The lane was flooded, the fields were flooded but the pale yellow Anglo Saxon church of All Saints Little Somborne, stood above it all, as it has for over a thousand years.
The church, now in the care of the Churches Conservation Trust, is an Anglo Saxon, Norman church. The whole church is constructed of local flint and calcareous stone, possibly brought across from the Isle of Wight. In terms of the Anglo Saxon part of the church, much of the two celled Saxon church survives in the nave and the north end of the church. In the late C12th, the Normans removed the Anglo Saxon chancel and built a new one. They also made the church bigger by extending the nave to almost twice it’s original length.
Looking for the Anglo Saxon
The tell tale signs of Anglo Saxon architecture show themselves in the pilaster strips on the north and south walls. On the northern side a double splayed window is also Anglo Saxon.

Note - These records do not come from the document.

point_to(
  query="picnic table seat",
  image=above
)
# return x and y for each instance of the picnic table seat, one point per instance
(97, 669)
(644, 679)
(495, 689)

Externally the long and short quoins on the corner of the west wall are Saxon and there is a blocked up doorway on the north wall which is also possibly Anglo Saxon.
During archaeological excavations, it was found that the Anglo Saxon west end, extended for a further six feet and fragments of Saxon stone carvings were also discovered.
The Normans and Beyond
What is wonderful about All Saints is how little structural interference has occurred in the last thousand years. The Normans extended the church and their hand can be seen in the Norman square headed doorway and a square headed window in the north end.
Other Medieval structures include a C12th window in the southern wall and it is thought that a C13th hermits cell was built that could be accessed through a doorway into the church.